Previously, I opined (in part):
>A useful outcome of the cambridge debate was that because of the
>possibilities of reswitching and reverse capital deepening, it is
logically>>impossible >to establish a positive monotonic function such that
K/L =
>f(w/r). Doesn't this alert us to look elsewhere regarding the incentives for
>technical change?
Thereby, Steve C. responded:
>I guess I'm lost here. The Cambridge debate was about the relationship
>between certain aggregate measures of capital and their respective
>distributional variables. Why wouldn't relative "factor prices" affect the
>choice of technique on a disaggregated level?

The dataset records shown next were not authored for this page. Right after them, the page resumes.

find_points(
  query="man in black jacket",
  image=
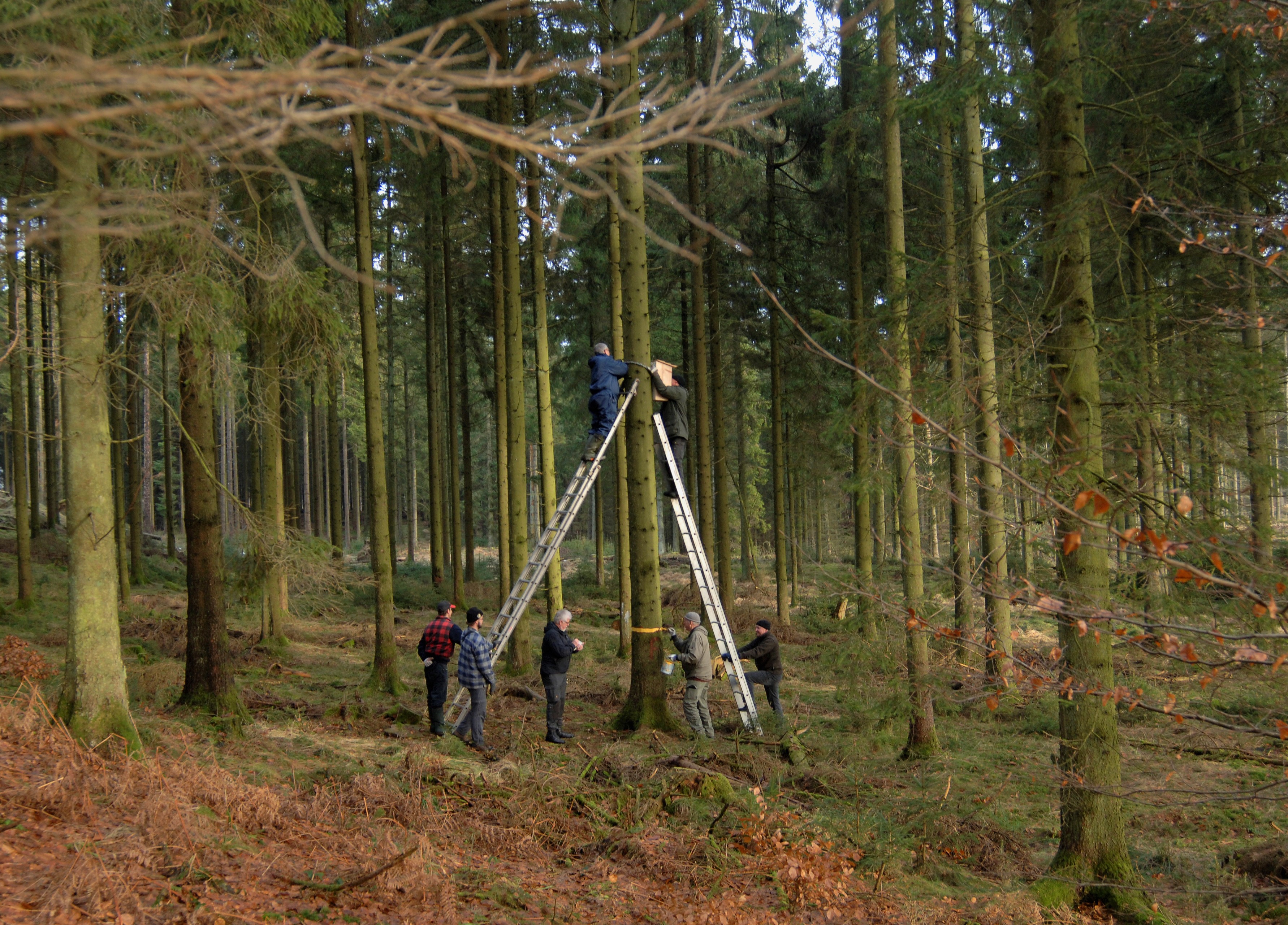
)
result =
(675, 419)
(557, 651)
(769, 664)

Well, of course, you're lost. And, for two very good reasons: A) you are a
celtics fan, and B) you live in California.
:):):):):)
On a more serious note, there are several essays which discuss these issues
in Ed Nell's book, "Growth, Proftis, and Property." If by "aggregate
measures of capital" you mean that a firm's production function exists but
there is no production function for the economy as a whole then I strongly
disagree with your interpretation. And, the essays in Nell's volume also
make the argument that individual firms can't have an "aggregate" measure of
capital.
A logically consistent disaggregative neoclassical model utilizing activity
analysis can be constructed. But this type of model (if my memory is working
correctly) can't say anything about a general wage or profit rate.